Rough-Toothed Dolphin – Steno bredanensis
The Rough-Toothed Dolphin belongs to the family of dolphins (Delphinidae) and is therefore part of the infraorder of whales (Cetaceans). Steno bredanensis was first described in 1823 by Georges Cuvier.
Steno is a monotypic taxon, which means that there is only this one species in the genus.
Description, Anatomy & Characteristics
The main characteristic of the Rough-Toothed Dolphin is its conical head with a narrow snout.
The back is dark grey, the flanks light grey and the belly white to light pink. Steno bredanensis can also have white spots on the sides and dark spots on the back. Sometimes a white line runs between the dark grey of the back and the light grey of the flanks.
As their colloquial name suggests, they have teeth with a roughened surface caused by numerous irregular grooves. Both the upper and lower jaws have between 19 and 28 teeth on both sides.
Steno bredanensis grows up to 2.83m long, weighing up to 160kg. Males are usually somewhat bigger than females on that occasion.
Habitat, Distribution & Occurrence
The Rough-Toothed Dolphin is found in the tropical, subtropical and temperate latitudes of all oceans. It is also found in the Mediterranean Sea, Red Sea and the Caribbean. It must be said that almost all sightings are made on the high seas, where the water is at least 1000m deep. Steno bredanensis is therefore very rarely observed near the coasts.
While scuba diving on the Canary Islands it is almost impossible to observe the Rough-Toothed Dolphin. But with a little luck you can see it at whale watching trips. Then probably rather in the summer months, as it prefers water temperatures around 25°C.
Biology & Feeding
Although there are sightings of individual animals, Steno bredanensis usually occurs in social associations of 10 to 100 animals. They swim either in a loose group, with different speed or in a closed compound, in which they coordinate direction and speed exactly one on the other. In addition, individual animals listen to the sonar sounds of other group members instead of constantly producing ultrasonic calls themselves.
Among the Rough-Toothed Dolphin, surfers are observed much less frequently than in other species. However, they often swim with head and neck above the water.
It has also been observed that they travel together with other whale species.

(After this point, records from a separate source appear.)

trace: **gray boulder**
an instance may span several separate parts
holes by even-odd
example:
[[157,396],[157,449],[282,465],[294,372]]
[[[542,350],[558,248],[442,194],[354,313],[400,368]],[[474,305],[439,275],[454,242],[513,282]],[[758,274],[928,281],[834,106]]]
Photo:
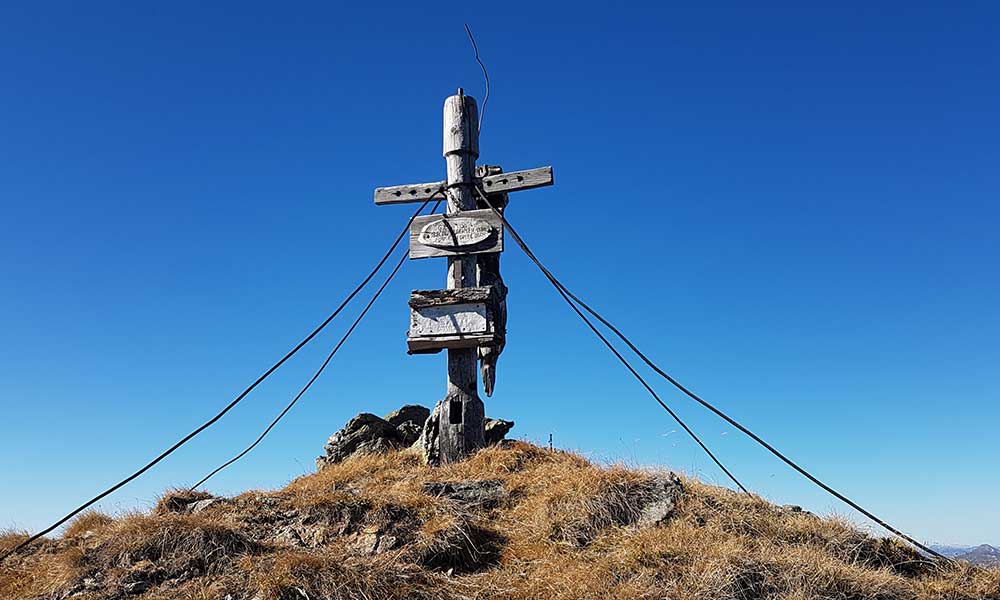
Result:
[[408,422],[417,423],[421,427],[424,425],[424,421],[427,417],[431,416],[431,411],[426,406],[420,406],[419,404],[407,404],[406,406],[400,408],[399,410],[394,410],[385,416],[385,420],[388,421],[393,427],[399,427]]
[[323,449],[326,454],[316,459],[316,468],[338,463],[354,454],[381,454],[403,447],[395,427],[371,413],[361,413],[330,436]]

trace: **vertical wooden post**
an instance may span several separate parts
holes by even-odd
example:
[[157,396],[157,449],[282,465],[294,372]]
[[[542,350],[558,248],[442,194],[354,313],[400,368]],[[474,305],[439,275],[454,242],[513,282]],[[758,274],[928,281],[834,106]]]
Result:
[[[448,213],[475,210],[472,190],[479,157],[476,100],[462,93],[444,102],[444,158],[448,163]],[[448,259],[448,289],[475,287],[476,257]],[[441,462],[454,462],[483,447],[484,407],[479,399],[475,348],[448,350],[448,392],[438,423]]]

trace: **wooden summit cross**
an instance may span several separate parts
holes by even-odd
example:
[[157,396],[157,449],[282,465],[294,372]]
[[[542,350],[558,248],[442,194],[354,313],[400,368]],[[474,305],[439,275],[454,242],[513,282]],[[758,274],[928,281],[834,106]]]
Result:
[[484,190],[490,204],[502,211],[507,192],[552,185],[552,167],[503,173],[499,167],[477,168],[478,157],[476,100],[459,88],[444,102],[448,179],[375,190],[378,205],[424,202],[442,195],[448,200],[447,215],[418,217],[410,227],[411,259],[448,258],[447,289],[410,294],[407,351],[448,351],[447,394],[431,414],[430,425],[436,420],[437,428],[437,447],[429,449],[432,462],[454,462],[483,446],[484,408],[476,360],[482,362],[486,395],[492,395],[496,361],[505,342],[507,288],[499,262],[503,221],[489,205],[477,203],[479,194],[473,188]]

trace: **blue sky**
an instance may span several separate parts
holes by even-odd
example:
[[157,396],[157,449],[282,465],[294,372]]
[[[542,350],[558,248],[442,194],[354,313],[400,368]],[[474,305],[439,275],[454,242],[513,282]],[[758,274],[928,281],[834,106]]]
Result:
[[[200,4],[0,8],[0,527],[145,463],[340,302],[411,210],[372,189],[443,178],[441,104],[481,99],[468,20],[481,162],[554,166],[508,215],[574,291],[903,530],[1000,542],[995,5]],[[513,245],[503,267],[488,414],[725,483]],[[355,413],[441,397],[404,331],[444,270],[407,264],[212,489],[280,486]],[[348,323],[102,507],[241,449]],[[657,386],[753,490],[854,518]]]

Reproduction & Development
Little is known about the reproduction of the Rough-Toothed Dolphin. Females give birth to a calf that is between 100 and 130 cm long at birth. The calves suckle, rest and play daily. The playing time follows the suckling. At noon the young animal rests for about an hour. After 2 months the young begins to eat fish and is less suckled. How long the intensive relationship between mother and calf lasts is unknown. It was observed how a female kept a dead calf on the surface for several days! It was protected from possible attackers by male conspecifics.
Within the first five years the animals grow the most. While females reach sexual maturity at the age of 9 to 10, males do so between 5 and 10 years.
Rough-Toothed Dolphins off the coast of Japan reach an age between 32 and 36 years. However, it is assumed that Steno bredanensis can get much older. The oldest animal is estimated to be 48 years old.